The Tulsa, Oklahoma, territory marked the first time that he took his wife and kids on the road. Jordy Martin quickly learned to pack on a moment’s notice, and be off to the next territory.

Meeting and befriending Al Lovelock was another key point in his career. “He was a great ring general, one of the best I ever saw.” Lovelock asked Martin to be his partner and they went to Leroy McGuirk and he agreed. The new team ordered their new outfits from a lady in Ohio. They also worked in Buffalo together.

“That was my first break as far as making some serious money,” said Martin, launching into a complicated story about friends in the mob and a poor payoff.

Martin and Lovelock worked out of New Orleans for about a year. “Horrendous trips” was how Martin described the territory. Pepper knew a few of the shadier characters around town, one of whom was Pete The Hat, bodyguard to a hotelier. “We got a bad payoff in Monroe, and it was a sellout. It was Al and I against Happy Humphrey,” said Martin. The next day over breakfast with Pete the Hat, Pepper complained about the payoff. That night after the matches in a bar on Bourbon Street, Pete the Hat promised Pepper he’d get his money back. “He was going to go get my money, and I had to go to his boss, Mitch Serial — we used to call him Big Daddy — ‘Big Daddy, you’ve got to go to Pete. He’s going to go to Monroe, Louisiana to see the promoter and get money. It’s silly. All wrestlers complain about their payoff.'”

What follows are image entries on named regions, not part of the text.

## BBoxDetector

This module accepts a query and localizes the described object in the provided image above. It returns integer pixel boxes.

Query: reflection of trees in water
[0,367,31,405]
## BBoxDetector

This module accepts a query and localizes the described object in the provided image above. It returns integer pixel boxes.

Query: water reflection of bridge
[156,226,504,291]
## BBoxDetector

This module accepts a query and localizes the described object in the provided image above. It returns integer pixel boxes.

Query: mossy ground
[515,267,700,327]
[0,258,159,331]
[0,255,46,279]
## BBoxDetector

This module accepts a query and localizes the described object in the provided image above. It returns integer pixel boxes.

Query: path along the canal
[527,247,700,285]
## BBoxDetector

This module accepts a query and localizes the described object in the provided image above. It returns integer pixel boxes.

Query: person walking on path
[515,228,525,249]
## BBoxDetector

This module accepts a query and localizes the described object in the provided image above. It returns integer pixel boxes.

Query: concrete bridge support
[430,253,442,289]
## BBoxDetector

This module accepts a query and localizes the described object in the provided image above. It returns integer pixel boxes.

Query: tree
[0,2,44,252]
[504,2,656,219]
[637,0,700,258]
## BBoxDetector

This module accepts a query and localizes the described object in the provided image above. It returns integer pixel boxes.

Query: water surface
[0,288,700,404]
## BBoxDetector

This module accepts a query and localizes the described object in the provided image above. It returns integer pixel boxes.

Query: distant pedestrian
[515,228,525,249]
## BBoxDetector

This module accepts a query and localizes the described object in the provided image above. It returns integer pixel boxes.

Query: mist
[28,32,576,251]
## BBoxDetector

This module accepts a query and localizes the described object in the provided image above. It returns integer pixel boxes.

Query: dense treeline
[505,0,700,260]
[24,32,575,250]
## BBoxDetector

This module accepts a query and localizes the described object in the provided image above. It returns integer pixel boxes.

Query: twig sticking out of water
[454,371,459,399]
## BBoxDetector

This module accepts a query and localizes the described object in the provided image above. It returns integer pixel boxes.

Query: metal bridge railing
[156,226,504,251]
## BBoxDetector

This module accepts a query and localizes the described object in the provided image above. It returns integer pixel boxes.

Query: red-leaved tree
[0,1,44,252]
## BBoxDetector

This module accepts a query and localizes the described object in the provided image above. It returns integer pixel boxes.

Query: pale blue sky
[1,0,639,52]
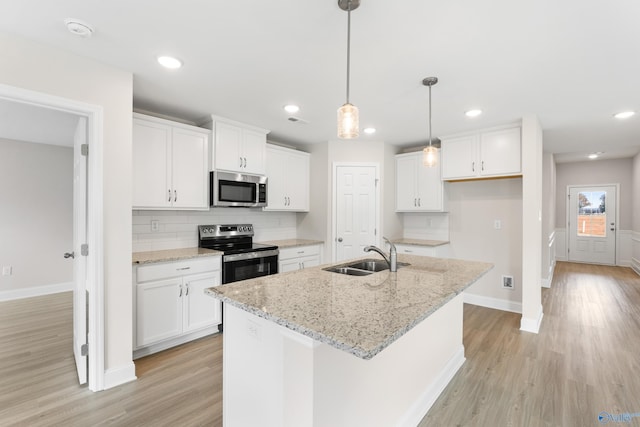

In Texas, Martin was stabbed and went home to Hamilton. Morris Sigel in Houston called him about coming back to Texas, but this time as a babyface. While wrestling again in Houston, Pepper got a telegram from his sister that their father had had a heart attack. After returning home, Martin went to Minneapolis, then Vancouver, then St. Louis (Wrestling at the Chase — “I liked that very much, and met a lot of great guys in that territory”).

Then Martin got a call from Roy Shire in San Francisco, and he told his wife to pack the trailer once again. It was on the west coast that Pepper Martin became a star attraction, both in the ring and on the screen.

But that’s a (long) story for another day.